Since the beginning of the 20th century, Monosodium Glutamate has occupied a tense and multifaceted position in our consciousness, evolving through and with a changing scientific, political, and media landscape. As a chemical, it has been and continues to be an object of scientific scrutiny. As a food additive, it has been regulated by public health agencies and reported on by media outlets. As a commercial product, it has been branded, marketed, purchased, and used by everyday people. As a seasoning, it has made its way into their meals and bodies. None of these identities has existed independently—each has been mutually informed by the others. Across them all, the conversation around MSG has been mired in national, ethnic, and racial connotations that show up at various levels, some more identifiable than others.
During my preliminary research, I discovered that the MSG scare started with a letter in 1968 citing anecdotal evidence that food from Chinese restaurants caused a range of uncomfortable symptoms such as numbness, weakness, and palpitation. This single letter lit the fuse for decades of anti-MSG research, reporting, and rhetoric, which is why I was shocked to hear claims that the letter may have been a hoax to begin with. I thoroughly enjoyed the research process for my media analysis sections, where I got to dig into implicit and explicit instances of racist rhetoric specifically designed for mass public consumption. In newspaper articles, for instance, MSG’s symptoms went so far as to include depression and “feeling a little crazy.”
I aimed to demonstrate that our understanding of science, medicine, and health is shaped by the direct and indirect sources of information we engage with.
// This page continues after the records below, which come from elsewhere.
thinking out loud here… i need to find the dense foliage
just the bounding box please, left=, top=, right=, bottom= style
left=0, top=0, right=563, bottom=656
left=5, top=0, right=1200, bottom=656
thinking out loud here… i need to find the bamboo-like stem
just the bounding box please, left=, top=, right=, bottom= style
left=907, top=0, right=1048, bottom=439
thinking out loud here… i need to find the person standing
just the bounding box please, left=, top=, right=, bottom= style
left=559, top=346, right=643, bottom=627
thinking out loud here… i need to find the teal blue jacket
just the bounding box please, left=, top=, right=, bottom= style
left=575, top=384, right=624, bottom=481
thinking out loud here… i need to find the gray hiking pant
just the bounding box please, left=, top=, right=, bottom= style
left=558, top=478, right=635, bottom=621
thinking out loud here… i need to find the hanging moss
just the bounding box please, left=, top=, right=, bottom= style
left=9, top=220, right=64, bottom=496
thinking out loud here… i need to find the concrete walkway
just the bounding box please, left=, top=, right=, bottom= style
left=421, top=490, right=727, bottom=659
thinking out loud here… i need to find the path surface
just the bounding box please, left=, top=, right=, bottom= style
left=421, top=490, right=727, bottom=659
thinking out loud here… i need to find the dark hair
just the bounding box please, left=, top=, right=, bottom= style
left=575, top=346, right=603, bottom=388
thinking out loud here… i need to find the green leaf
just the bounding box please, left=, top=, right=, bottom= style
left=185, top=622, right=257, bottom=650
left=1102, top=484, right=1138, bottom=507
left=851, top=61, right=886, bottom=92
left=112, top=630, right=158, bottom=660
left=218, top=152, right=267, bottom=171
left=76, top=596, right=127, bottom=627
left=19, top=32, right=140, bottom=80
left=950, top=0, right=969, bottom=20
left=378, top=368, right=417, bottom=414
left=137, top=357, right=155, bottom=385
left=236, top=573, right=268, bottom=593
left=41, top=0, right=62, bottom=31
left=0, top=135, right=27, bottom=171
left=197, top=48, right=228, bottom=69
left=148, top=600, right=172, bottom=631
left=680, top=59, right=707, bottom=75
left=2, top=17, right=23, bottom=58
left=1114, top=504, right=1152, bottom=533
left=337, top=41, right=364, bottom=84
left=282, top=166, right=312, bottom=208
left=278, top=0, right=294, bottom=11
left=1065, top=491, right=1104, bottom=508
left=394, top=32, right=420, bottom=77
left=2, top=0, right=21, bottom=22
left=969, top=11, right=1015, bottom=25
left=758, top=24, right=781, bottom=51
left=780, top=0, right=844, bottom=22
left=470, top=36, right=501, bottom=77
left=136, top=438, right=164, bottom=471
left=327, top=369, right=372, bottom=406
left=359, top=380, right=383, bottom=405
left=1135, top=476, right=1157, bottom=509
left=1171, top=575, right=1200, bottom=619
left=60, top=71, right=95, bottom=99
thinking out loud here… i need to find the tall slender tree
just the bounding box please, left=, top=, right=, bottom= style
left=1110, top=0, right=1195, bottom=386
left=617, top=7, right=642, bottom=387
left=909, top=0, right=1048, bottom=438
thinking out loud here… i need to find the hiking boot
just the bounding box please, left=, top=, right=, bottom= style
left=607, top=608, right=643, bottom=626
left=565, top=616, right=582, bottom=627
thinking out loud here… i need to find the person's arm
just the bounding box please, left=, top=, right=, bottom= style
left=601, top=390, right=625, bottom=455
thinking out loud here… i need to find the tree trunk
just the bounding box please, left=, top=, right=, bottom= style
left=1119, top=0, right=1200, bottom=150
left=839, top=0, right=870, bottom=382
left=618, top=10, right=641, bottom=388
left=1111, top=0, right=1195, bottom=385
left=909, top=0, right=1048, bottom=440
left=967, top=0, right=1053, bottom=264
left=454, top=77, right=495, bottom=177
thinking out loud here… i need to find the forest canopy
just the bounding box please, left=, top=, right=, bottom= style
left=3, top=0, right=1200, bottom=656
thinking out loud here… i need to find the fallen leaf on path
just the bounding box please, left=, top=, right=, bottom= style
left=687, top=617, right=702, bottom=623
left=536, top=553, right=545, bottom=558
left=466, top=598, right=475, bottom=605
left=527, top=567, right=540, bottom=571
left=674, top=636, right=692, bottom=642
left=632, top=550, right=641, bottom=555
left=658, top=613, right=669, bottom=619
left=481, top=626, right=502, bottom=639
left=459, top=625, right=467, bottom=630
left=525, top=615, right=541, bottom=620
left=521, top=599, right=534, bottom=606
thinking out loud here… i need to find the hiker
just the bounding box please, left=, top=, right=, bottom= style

That is, conceptions of truth, fact, credibility, and objectivity shift based on media trends, for instance, the shift from print to television advertisements and the explosion of social media. Additionally, scientific and medical knowledge, which is commonly considered to be “objective,” “unbiased,” or “empirical,” is informed by social and political messaging.
As the media landscape is rapidly evolving to allow nearly anyone to generate and share information, all stakeholders—in the scientific sphere and beyond—must urgently rise to meet the political and cultural moment. In writing this paper, I have attempted not only to provide knowledge about MSG and the various information media that deal with it, but also to demonstrate, in action, how that knowledge can be constructed through considering these different media together.
The stakes feel higher than ever before, and I think it’s important we all consider how we make space for lived experiences and expertise and embrace them to enhance our collective knowledge of the world.